Note: The last sync ts being low is not a problem, since a user is not set offline because of the active ts This is the last entry for the node in the synchrotron log:

2019-11-13 16:51:22,973 - synapse.util.caches.response_cache - 148 - INFO - GET-562733 - [sync]: no cached result for [(@0xe85baed489e21b36612993d90b4bd9ff32c8be4c:transport01.raiden.network, 20000, 's232243_119634_0_1_100_1_1_252771_1', None, False, 'QPUJWOVMPF')], calculating new one
2019-11-13 16:51:31,107 - synapse.handlers.sync - 935 - INFO - GET-562733 - Calculating sync response for @0xe85baed489e21b36612993d90b4bd9ff32c8be4c:transport01.raiden.network between StreamToken(room_key='s232243', presence_key='119634', typing_key='0', receipt_key='1', account_data_key='100', push_rules_key='1', to_device_key='1', device_list_key='252771', groups_key='1') and StreamToken(room_key='s232243', presence_key=119634, typing_key=0, receipt_key=1, account_data_key=100, push_rules_key=1, to_device_key=1, device_list_key=252772, groups_key=1)
2019-11-13 16:51:31,119 - synapse.access.http.8008 - 302 - INFO - GET-562733 - 172.19.0.19 - 8008 - {@0xe85baed489e21b36612993d90b4bd9ff32c8be4c:transport01.raiden.network} Processed request: 8.148sec/-7.154sec (0.008sec, 0.001sec) (0.001sec/0.005sec/1) 0B 200! "GET /_matrix/client/r0/sync?timeout=20000&since=s232243_119634_0_1_100_1_1_252771_1&access_token=<redacted> HTTP/1.1" "python-requests/2.22.0" [0 dbevts]

Which corresponds to:

Token(room_key='s232243', presence_key='119634', typing_key='0', receipt_key='1', account_data_key='100', push_rules_key='1', to_device_key='1', device_list_key='252771', groups_key='1')

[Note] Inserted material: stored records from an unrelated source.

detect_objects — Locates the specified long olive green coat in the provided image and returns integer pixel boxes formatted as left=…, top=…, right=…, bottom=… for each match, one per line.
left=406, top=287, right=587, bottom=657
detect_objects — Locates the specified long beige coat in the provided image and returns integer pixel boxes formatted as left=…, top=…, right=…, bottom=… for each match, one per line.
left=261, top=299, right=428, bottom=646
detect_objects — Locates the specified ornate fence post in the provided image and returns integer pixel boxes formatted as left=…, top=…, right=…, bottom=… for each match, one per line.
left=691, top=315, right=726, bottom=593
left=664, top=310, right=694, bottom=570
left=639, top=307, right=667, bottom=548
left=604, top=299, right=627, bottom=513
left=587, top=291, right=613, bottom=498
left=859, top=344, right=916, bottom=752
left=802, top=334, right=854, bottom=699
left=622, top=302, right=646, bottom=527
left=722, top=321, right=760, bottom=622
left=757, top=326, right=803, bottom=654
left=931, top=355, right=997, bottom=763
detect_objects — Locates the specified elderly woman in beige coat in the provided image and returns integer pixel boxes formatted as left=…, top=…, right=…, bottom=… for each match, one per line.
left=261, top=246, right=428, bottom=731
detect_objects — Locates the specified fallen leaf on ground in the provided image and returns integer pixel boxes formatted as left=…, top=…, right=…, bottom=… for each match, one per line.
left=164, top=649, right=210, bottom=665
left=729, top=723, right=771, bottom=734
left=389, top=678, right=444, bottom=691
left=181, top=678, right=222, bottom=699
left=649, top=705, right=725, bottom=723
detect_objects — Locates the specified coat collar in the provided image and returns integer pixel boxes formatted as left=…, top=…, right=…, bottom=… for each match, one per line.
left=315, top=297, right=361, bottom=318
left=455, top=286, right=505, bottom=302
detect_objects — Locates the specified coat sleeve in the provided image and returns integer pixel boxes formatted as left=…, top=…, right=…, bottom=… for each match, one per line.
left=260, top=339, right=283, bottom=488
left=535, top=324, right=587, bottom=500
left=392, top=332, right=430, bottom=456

Walkthrough of the matrix presence through the sync api (it may contain errors)

To set the calling user presence:

To retrieve the presence the user is interested in:

ulope commented 4 years ago

Post-mortem:

It has not been conclusively shown whether split-mode is or isn't the cause for the flaky presence. This will be investigated with a separate transport installation.